Navegando nas marcas fundas do rosto dela, Antônio dizia: bom dia, meu amor, me dê um beijo que me vou agora. As lágrimas preenchiam os sulcos profundos da pele, descendo e desviando-se pelos caminhos, criando rios e lagos onde Antônio navegava, sorria dizendo: bom dia, meu amor.
Mas quando ela se afundava no travesseiro, mãos tapando os olhos para não ver a ausência, ela não ouvia seu bom dia. Só podia ouvi-lo quando chorava diante do espelho - podia então escutar seu riso de fonte entre os peixes, vê-lo a brincar nas marcas do tempo que estavam ali na sua pele, ele chamando e dizendo adeus, chamando e dizendo adeus. Estou acabando, também – ela pensava, consolando-se ao ver o vestígio do tempo sobre o seu corpo. Mas no fundo sabia que podia durar muitos anos, ainda.
Como durar sem Antônio? Nada dura, nada cresce, nem nasce nem morre sem Antônio.
As violetas que sempre nasceram e renasceram por décadas partiram como borboletas, deixando apenas a terra seca dos vasos. Nas madrugadas as camisas saíam do armário, desoladas, a procurar o seu corpo, querendo cobri-lo, aquecê-lo, e voltavam pelas manhãs, cheirando a tempo passado. As frutas amargaram, os bolos não cresceram mais, o creme desandava no fogo. Os filhotes de Flor, a cachorrinha, não vingaram., e ela fugiu dali pra algum lugar onde Antônio pudesse lhe afagar. No auge do verão, caíram as folhas de todas as árvores que rodeavam a casinha pequena onde outrora se amaram os dois, e foram-se num redemoinho procurar Antônio.
Antônio gostava de cantar, sabia, seu? Ela só sabia falar de Antônio. Antônio gostava de cantar. Tudo no mundo lhe foi motivo de cantiga. O seu canto não era como o canto dos homens. O canto de Antônio era sempre um canto de amor, do amor verdadeiro, que ele trazia do mar. Por isso naquela pequena casa as paredes sabiam as sete notas, as torneiras corriam variando em acordes maiores e o velho violão desafinado podia tocar sozinho e de cor os cantos mais lindos das sereias.
O vento soprava: Tonho, Tonho, Tonho. A chuva cantava: Toninho, Toninho, Toninho. A lua alumiava: meu amor, meu amor, meu amor. E o sol nascia para perguntar por que, Antônio, por que você se foi tão já?

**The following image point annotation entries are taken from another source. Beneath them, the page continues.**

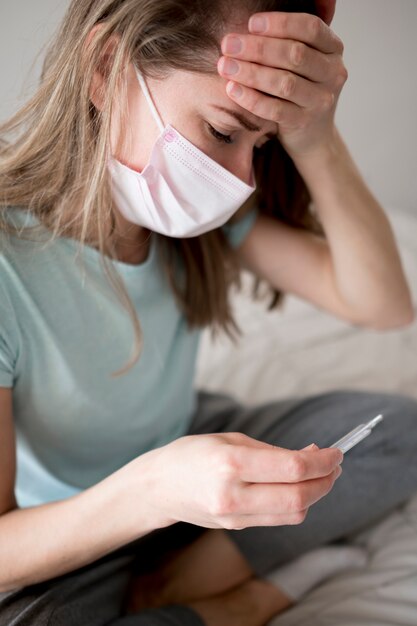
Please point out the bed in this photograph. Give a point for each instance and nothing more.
(309, 351)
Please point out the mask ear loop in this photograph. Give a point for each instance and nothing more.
(149, 100)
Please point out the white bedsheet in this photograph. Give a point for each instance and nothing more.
(302, 350)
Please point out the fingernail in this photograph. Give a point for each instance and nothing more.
(234, 90)
(232, 45)
(257, 24)
(229, 66)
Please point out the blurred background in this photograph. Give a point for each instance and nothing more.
(377, 109)
(300, 349)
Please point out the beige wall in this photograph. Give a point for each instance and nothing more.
(377, 111)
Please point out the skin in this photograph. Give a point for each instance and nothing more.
(285, 80)
(310, 105)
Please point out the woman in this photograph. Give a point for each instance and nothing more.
(116, 197)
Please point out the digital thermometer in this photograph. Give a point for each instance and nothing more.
(357, 434)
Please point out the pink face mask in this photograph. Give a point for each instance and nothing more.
(181, 192)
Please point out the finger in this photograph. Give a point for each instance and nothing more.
(277, 83)
(248, 521)
(283, 498)
(304, 27)
(279, 465)
(282, 53)
(326, 10)
(266, 107)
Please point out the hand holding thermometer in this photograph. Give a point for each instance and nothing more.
(357, 434)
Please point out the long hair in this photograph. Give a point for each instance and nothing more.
(54, 150)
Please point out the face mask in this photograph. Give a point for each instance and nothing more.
(181, 192)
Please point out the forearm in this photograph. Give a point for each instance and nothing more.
(366, 263)
(42, 542)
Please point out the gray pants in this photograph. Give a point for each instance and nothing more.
(379, 474)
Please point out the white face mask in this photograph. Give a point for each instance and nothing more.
(181, 192)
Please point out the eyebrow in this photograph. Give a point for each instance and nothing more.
(243, 121)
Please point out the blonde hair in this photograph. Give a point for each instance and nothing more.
(55, 166)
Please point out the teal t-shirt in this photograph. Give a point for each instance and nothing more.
(63, 332)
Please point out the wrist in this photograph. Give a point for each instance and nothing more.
(322, 155)
(131, 496)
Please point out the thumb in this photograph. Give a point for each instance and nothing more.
(326, 10)
(311, 447)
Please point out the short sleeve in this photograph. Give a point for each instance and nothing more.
(237, 232)
(8, 341)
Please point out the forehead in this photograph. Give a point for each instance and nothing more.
(205, 92)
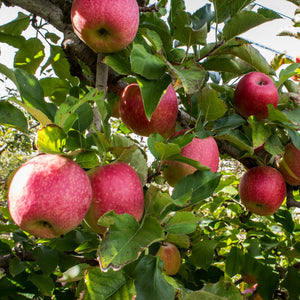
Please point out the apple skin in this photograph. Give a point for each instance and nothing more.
(289, 165)
(49, 195)
(203, 150)
(132, 112)
(105, 26)
(117, 187)
(262, 190)
(171, 257)
(253, 93)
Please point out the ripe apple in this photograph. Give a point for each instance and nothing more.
(253, 93)
(117, 187)
(262, 190)
(105, 25)
(49, 195)
(289, 165)
(132, 112)
(171, 257)
(203, 150)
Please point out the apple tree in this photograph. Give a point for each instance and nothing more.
(63, 99)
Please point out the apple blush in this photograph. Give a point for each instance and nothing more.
(116, 187)
(49, 195)
(253, 93)
(105, 26)
(262, 190)
(132, 112)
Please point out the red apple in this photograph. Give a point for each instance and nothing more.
(289, 165)
(105, 25)
(132, 112)
(117, 187)
(171, 257)
(203, 150)
(49, 195)
(253, 93)
(262, 190)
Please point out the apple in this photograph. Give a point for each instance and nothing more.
(203, 150)
(171, 257)
(262, 190)
(116, 187)
(132, 112)
(49, 195)
(105, 25)
(289, 165)
(253, 93)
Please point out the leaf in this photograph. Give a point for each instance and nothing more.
(152, 92)
(226, 289)
(200, 184)
(191, 75)
(237, 138)
(284, 217)
(202, 295)
(234, 262)
(150, 284)
(243, 21)
(211, 105)
(30, 55)
(75, 273)
(32, 93)
(150, 66)
(47, 259)
(261, 131)
(126, 239)
(11, 116)
(16, 26)
(203, 253)
(51, 139)
(119, 62)
(291, 283)
(183, 222)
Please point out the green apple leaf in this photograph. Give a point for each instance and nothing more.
(203, 295)
(200, 185)
(107, 285)
(152, 91)
(30, 55)
(150, 66)
(11, 116)
(191, 75)
(150, 284)
(261, 131)
(51, 139)
(203, 253)
(126, 239)
(32, 93)
(183, 222)
(211, 105)
(245, 20)
(237, 138)
(222, 288)
(119, 62)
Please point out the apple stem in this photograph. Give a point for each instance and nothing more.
(101, 86)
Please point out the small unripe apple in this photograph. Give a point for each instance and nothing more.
(116, 187)
(203, 150)
(132, 112)
(289, 165)
(262, 190)
(171, 257)
(105, 25)
(49, 195)
(253, 93)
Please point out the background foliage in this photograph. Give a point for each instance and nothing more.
(51, 110)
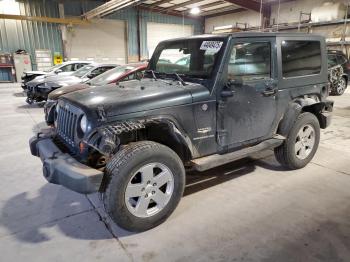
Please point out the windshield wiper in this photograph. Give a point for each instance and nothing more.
(153, 74)
(180, 79)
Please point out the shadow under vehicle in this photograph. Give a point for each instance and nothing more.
(66, 68)
(338, 72)
(111, 77)
(133, 144)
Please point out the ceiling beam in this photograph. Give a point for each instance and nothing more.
(191, 2)
(159, 3)
(109, 7)
(162, 10)
(72, 21)
(211, 4)
(247, 4)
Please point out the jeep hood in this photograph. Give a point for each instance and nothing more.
(54, 95)
(137, 96)
(35, 73)
(61, 80)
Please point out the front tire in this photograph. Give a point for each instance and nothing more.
(340, 87)
(301, 143)
(146, 183)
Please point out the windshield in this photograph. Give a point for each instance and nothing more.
(189, 57)
(53, 68)
(83, 71)
(110, 75)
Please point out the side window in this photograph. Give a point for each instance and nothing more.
(341, 59)
(101, 70)
(67, 68)
(139, 74)
(301, 58)
(78, 66)
(332, 60)
(250, 61)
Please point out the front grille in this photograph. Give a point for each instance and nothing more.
(67, 119)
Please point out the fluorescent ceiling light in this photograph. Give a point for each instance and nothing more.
(195, 11)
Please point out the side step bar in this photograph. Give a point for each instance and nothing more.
(208, 162)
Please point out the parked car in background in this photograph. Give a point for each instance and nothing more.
(116, 75)
(39, 88)
(339, 71)
(65, 68)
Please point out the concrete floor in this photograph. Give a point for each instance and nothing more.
(250, 210)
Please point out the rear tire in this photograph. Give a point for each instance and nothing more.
(301, 144)
(146, 183)
(339, 89)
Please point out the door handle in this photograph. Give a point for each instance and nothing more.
(269, 92)
(227, 93)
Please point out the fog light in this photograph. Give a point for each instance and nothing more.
(81, 147)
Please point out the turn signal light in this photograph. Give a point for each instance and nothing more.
(81, 147)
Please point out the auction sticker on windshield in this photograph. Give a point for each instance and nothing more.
(211, 46)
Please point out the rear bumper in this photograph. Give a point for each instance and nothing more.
(62, 169)
(325, 115)
(49, 110)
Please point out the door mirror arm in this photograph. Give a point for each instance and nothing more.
(235, 82)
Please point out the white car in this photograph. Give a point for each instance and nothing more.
(66, 68)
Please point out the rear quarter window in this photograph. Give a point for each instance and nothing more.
(301, 58)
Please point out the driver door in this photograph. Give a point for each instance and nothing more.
(247, 103)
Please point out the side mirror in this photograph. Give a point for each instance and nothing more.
(235, 82)
(90, 76)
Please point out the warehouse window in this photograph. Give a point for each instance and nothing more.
(301, 58)
(194, 58)
(250, 61)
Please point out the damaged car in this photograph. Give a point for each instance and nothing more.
(111, 77)
(39, 88)
(133, 144)
(66, 68)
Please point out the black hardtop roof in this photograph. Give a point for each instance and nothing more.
(247, 34)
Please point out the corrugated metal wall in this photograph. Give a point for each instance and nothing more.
(130, 16)
(147, 16)
(28, 35)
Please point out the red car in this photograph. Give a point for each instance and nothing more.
(118, 74)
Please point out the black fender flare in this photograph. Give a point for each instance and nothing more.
(105, 138)
(321, 109)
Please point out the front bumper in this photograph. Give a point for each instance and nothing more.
(62, 169)
(49, 110)
(325, 113)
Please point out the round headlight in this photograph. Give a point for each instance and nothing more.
(83, 124)
(57, 108)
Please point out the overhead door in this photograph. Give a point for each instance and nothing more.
(157, 32)
(104, 40)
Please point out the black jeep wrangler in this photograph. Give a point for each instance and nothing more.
(236, 95)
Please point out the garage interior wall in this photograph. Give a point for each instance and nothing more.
(76, 8)
(289, 12)
(28, 35)
(108, 44)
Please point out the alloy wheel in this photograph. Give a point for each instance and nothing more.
(149, 190)
(304, 142)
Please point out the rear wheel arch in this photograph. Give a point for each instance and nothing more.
(300, 106)
(168, 133)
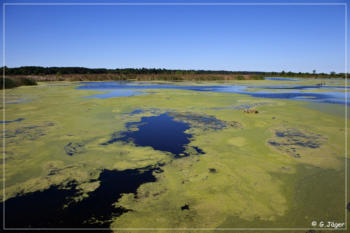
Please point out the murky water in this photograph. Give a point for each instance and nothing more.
(160, 132)
(46, 208)
(334, 95)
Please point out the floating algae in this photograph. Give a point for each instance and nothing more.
(54, 207)
(292, 141)
(252, 184)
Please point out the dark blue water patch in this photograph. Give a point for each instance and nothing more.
(44, 209)
(116, 93)
(160, 132)
(326, 97)
(17, 120)
(204, 122)
(283, 79)
(137, 111)
(303, 87)
(198, 150)
(141, 86)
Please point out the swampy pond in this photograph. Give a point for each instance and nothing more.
(116, 155)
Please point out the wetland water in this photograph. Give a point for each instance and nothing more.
(170, 158)
(329, 94)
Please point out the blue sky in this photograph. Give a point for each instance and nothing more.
(250, 38)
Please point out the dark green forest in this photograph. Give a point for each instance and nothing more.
(38, 70)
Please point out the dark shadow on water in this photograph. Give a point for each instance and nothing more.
(17, 120)
(159, 132)
(45, 208)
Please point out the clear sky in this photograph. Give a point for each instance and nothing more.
(250, 38)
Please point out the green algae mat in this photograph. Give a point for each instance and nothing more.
(280, 167)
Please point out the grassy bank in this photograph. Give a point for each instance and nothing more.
(136, 77)
(16, 82)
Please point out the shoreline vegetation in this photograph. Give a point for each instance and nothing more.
(30, 75)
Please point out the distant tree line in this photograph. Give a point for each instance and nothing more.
(38, 70)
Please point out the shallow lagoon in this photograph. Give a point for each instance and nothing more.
(231, 174)
(328, 94)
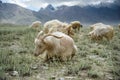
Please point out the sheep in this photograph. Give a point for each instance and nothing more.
(101, 30)
(56, 25)
(56, 44)
(76, 25)
(35, 25)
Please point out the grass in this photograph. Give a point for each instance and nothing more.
(94, 61)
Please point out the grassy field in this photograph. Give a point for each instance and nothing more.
(94, 61)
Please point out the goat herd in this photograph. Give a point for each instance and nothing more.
(56, 38)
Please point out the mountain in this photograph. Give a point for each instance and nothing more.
(87, 14)
(12, 13)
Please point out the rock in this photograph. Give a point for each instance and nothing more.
(61, 78)
(34, 67)
(14, 73)
(53, 78)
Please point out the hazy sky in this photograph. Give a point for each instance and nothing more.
(37, 4)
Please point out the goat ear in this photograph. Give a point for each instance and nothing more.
(40, 34)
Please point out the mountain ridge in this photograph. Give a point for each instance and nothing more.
(12, 13)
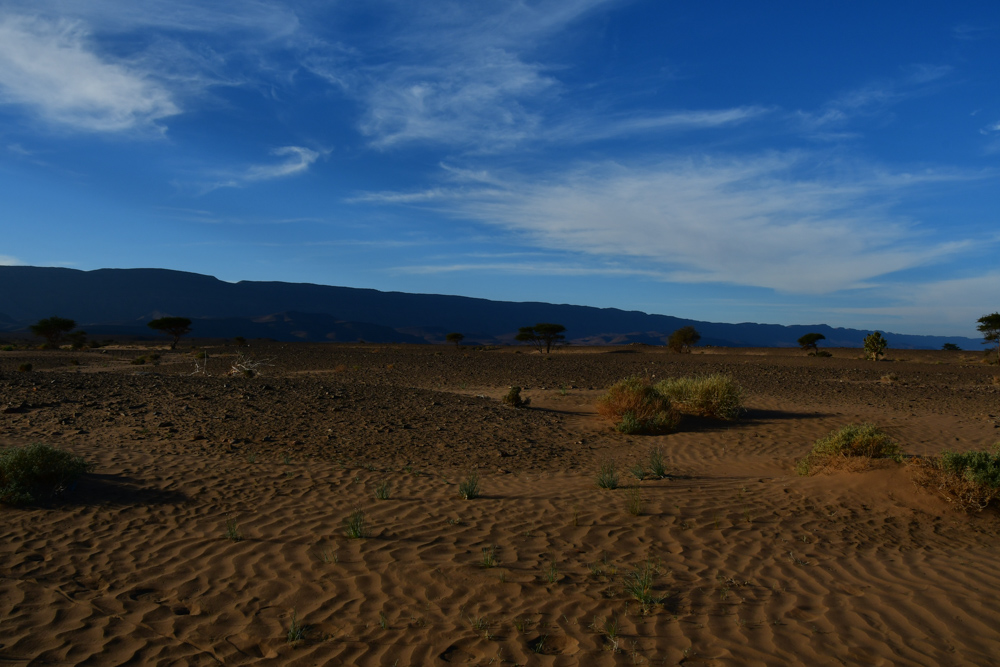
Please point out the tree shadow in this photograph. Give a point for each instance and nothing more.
(103, 489)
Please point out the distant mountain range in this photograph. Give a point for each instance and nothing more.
(119, 302)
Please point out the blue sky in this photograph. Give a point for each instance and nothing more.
(784, 162)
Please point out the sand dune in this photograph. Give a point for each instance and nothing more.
(749, 563)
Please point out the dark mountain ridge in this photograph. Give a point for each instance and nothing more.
(121, 301)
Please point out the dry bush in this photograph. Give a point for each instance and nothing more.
(716, 395)
(965, 492)
(861, 442)
(634, 405)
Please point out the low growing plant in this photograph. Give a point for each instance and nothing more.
(971, 480)
(37, 473)
(715, 395)
(469, 488)
(861, 441)
(355, 526)
(513, 398)
(635, 406)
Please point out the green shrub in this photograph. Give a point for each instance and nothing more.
(714, 395)
(866, 441)
(36, 473)
(513, 398)
(634, 406)
(982, 468)
(970, 480)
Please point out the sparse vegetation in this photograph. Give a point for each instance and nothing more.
(970, 480)
(715, 395)
(859, 442)
(809, 341)
(875, 345)
(52, 329)
(513, 398)
(297, 631)
(683, 339)
(989, 326)
(356, 528)
(635, 406)
(175, 327)
(543, 335)
(37, 473)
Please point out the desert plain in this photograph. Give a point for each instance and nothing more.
(212, 527)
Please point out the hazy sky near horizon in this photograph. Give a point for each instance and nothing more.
(782, 162)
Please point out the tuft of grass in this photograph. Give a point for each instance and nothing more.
(607, 475)
(356, 528)
(638, 584)
(970, 480)
(37, 473)
(657, 468)
(489, 558)
(633, 500)
(634, 406)
(469, 488)
(297, 631)
(716, 395)
(864, 441)
(233, 532)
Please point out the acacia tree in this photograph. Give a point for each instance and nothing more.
(875, 345)
(808, 342)
(989, 326)
(172, 326)
(543, 335)
(683, 339)
(52, 329)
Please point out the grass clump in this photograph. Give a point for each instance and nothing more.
(716, 395)
(355, 526)
(638, 584)
(635, 406)
(970, 480)
(469, 488)
(860, 442)
(37, 473)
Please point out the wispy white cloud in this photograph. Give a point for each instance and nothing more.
(296, 160)
(51, 67)
(750, 221)
(871, 99)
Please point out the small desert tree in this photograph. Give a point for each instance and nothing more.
(808, 342)
(172, 326)
(875, 345)
(52, 329)
(543, 335)
(989, 326)
(683, 339)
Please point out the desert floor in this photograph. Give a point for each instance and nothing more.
(753, 564)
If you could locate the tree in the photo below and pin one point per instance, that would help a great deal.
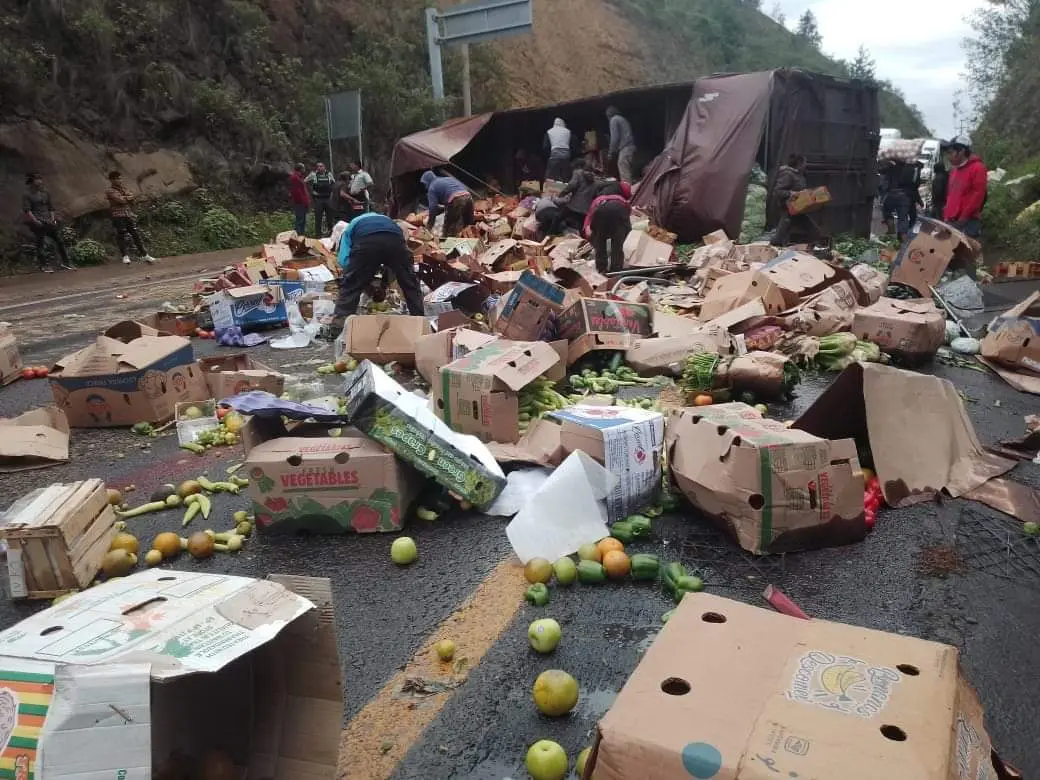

Eles eram coisa pouca, apenas Maria e Antônio. Davam-se comida, comida pouca, na boca um do outro, achando graça, um carinho. E de repente ele ouvia um ruído em sua barriga e dizia: Maria, já disse para você não comer farinha, que lhe faz mal. Ela olhava o rosto dele e trazia um copo d’água, adivinhando-lhe a sede. Ele a assustava e achava graça de sua braveza: saia daqui, Antônio, pare de roer o meu juízo! Mas ela adorava aquele juízo roído, desde a primeira vez. À noite enroscavam-se como animais que eram, e o sol chegava sempre ao mesmo tempo para os dois – eles abriam os olhos juntos, e a primeira coisa que viam era o par de olhos do outro. E sorriam. Então ele levantava, trocava a muda de roupa e lhe dizia: bom dia, meu amor, me dê um beijo que me vou agora. E voltava com peixes grandes e farinha d’água, e eles se fartavam contentes.
Mas agora nem mais Maria nem Antônio eram, que se completando não podiam ser dois e nem um. Só podiam haver como Antônio e Maria.
Antônio um dia foi navegando para nunca mais. Maria, como mulher, acostumada a esperar, daquele dia em diante não pôde mais. Olhou de perto no espelho os seus olhos que tanto marejavam sem parar, e ali acenando o seu amor: me dê um beijo, Maria, que me vou já... Tomou coragem, levantou as saias e foi-se mergulhando na maré bravia daquela tristeza, nas ondas altas da sua saudade, o corpo salgado de lágrimas. Onde, cadê Antônio? Debateu-se furiosa de não vê-lo mais, foi largando-se para o fundo deixando-se pesar, quando de súbito ouviu baixinho sua razão, seu peito ali fora do corpo – ouviu um cantar de pescador. Era ele, entoava o canto do primeiro dia! As lágrimas mudaram de cor, o mar serenou: bom dia, amor – ela disse. E velejou com ele, cantando cantigas sem fim, o nariz apertado nele sentindo o seu cheiro, as mãos cravadas nos seus ombros largos, navegando de uma vez para sempre, até sumirem no horizonte dos olhos dela, até sumirem os dois que eram um, no horizonte luminoso dos olhos dela.